مصر
- Introduced: 2010
- TLD type: Internationalized country code top-level domain
- Status: Active
- Registry: TE Data, InTouch, Vodafone Data and the Egyptian Universities Network (EUN)
- Intended use: Entities connected with Egypt
- Actual use: Limited use in Egypt. First site is موقع.وزارة-الاتصالات.مصر
- Dispute policies: Dispute Resolution
- DNS name: xn--wgbh1c
- Registry website: www.dotmasr.eg^{[dead link]}

= Masr (domain name) =

Internet country-code top level domain for Egypt

مصر (lit. 'Egypt', romanized as masr) is the internationalized country code top-level domain (IDN ccTLD) in the Domain Name System (DNS) of the Internet for Egypt. Its ASCII DNS name is xn--wgbh1c, obtained by the Internationalizing Domain Names in Applications (IDNA) transcription method.
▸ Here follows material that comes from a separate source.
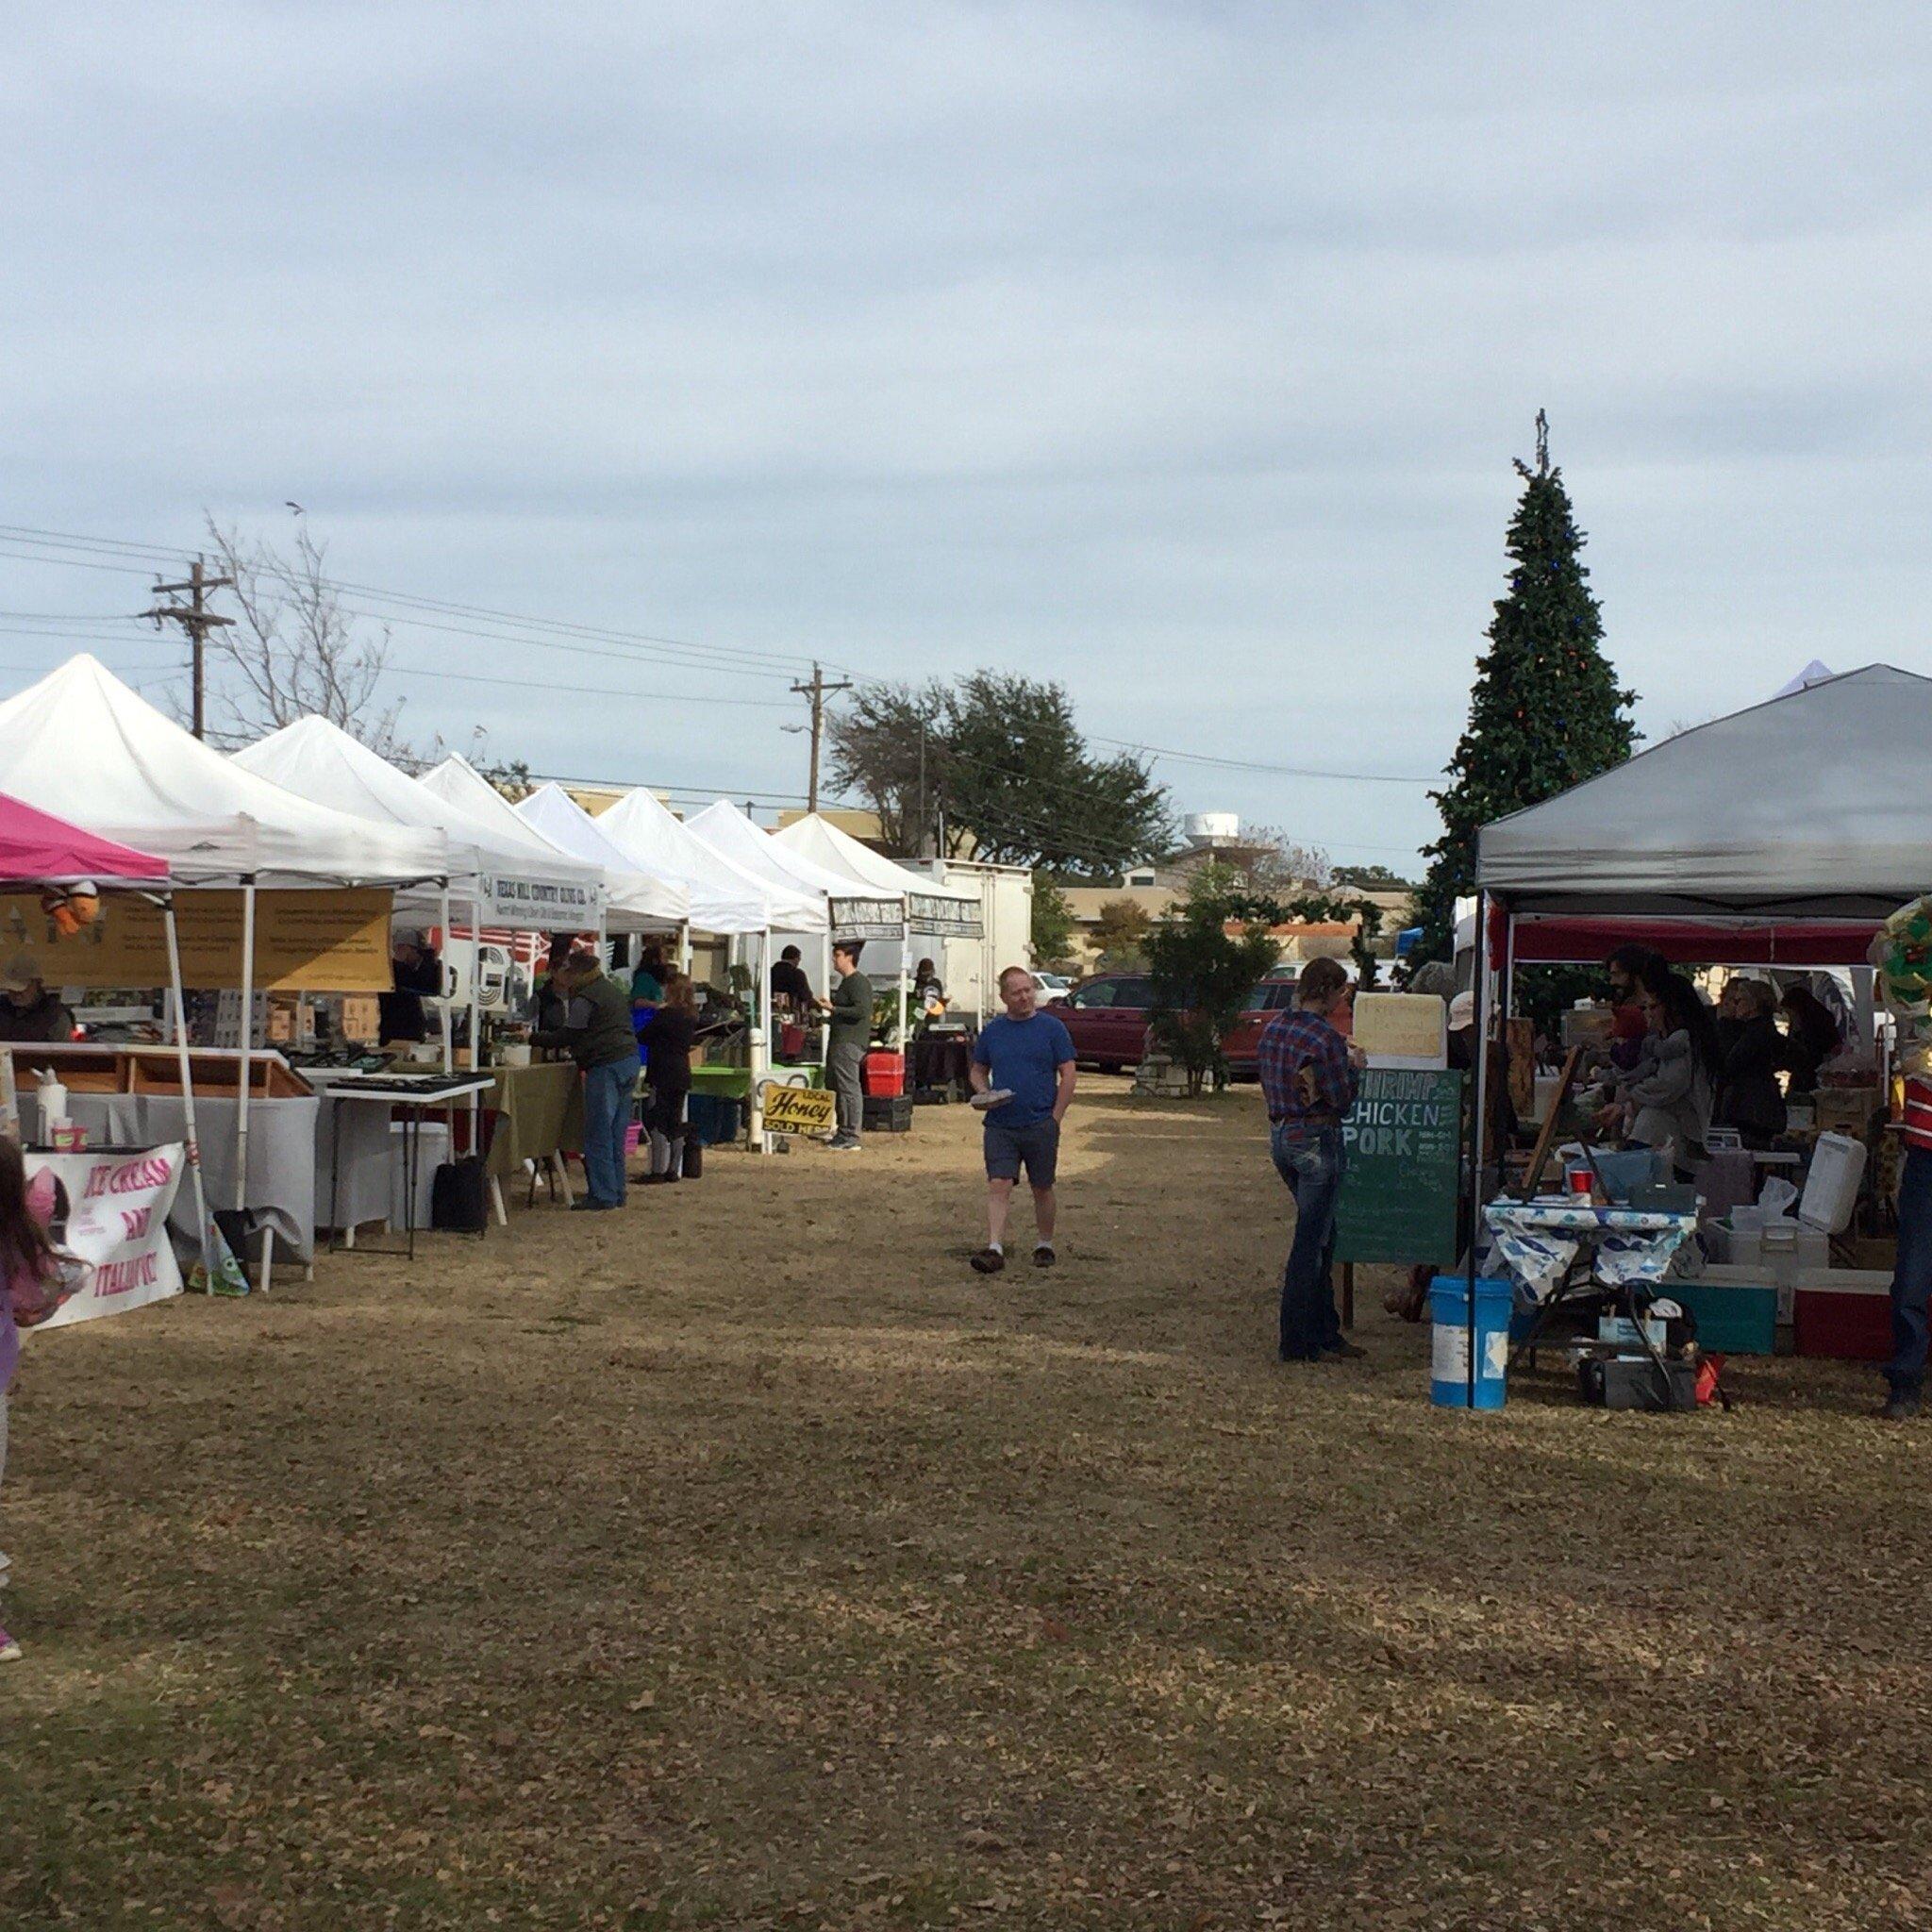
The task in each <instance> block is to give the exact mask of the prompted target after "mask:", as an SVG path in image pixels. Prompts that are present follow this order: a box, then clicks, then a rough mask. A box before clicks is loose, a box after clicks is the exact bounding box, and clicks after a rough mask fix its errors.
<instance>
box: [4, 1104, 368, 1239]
mask: <svg viewBox="0 0 1932 1932" xmlns="http://www.w3.org/2000/svg"><path fill="white" fill-rule="evenodd" d="M19 1101H21V1126H23V1130H25V1134H27V1138H29V1140H33V1138H39V1107H37V1105H35V1099H33V1094H31V1092H25V1094H21V1095H19ZM236 1111H238V1101H234V1099H205V1097H203V1095H199V1094H197V1095H195V1124H197V1126H199V1128H201V1179H203V1184H205V1186H207V1194H209V1206H211V1208H234V1204H236ZM332 1111H334V1103H332V1101H330V1103H328V1105H325V1103H323V1101H321V1099H317V1097H315V1095H299V1097H288V1099H253V1101H249V1109H247V1196H245V1204H247V1208H251V1209H253V1211H255V1215H259V1217H261V1219H263V1221H267V1225H270V1227H272V1229H274V1238H276V1242H278V1244H280V1246H286V1248H290V1250H294V1254H296V1258H298V1260H303V1262H307V1260H311V1258H313V1254H315V1225H317V1215H321V1217H323V1219H325V1221H327V1217H328V1117H330V1113H332ZM68 1119H71V1121H75V1122H77V1124H81V1126H85V1128H87V1138H89V1140H91V1142H93V1144H95V1146H114V1148H153V1146H158V1144H160V1142H164V1140H185V1138H187V1107H185V1105H184V1103H182V1099H180V1095H172V1094H70V1095H68ZM390 1159H392V1155H390V1132H388V1111H386V1109H383V1107H367V1105H350V1107H344V1109H342V1200H340V1209H338V1213H340V1217H342V1223H344V1225H350V1223H352V1221H381V1219H384V1217H386V1215H388V1196H390ZM168 1223H170V1227H174V1229H180V1231H182V1233H185V1235H189V1236H191V1238H199V1229H197V1227H195V1194H193V1188H191V1186H184V1188H182V1192H180V1194H178V1196H176V1202H174V1213H172V1215H170V1217H168Z"/></svg>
The domain was one of the first IDN ccTLDs installed in the DNS on 5 May 2010.

Egypt's traditional ccTLD is .eg.

The first website of this top-level domain was a site of the Egyptian Ministry of Communication and Information Technology. After the 2011 Egyptian Revolution, a website for a referendum was set up using this domain (استفتاء.مصر — literally, referendum[of].egypt).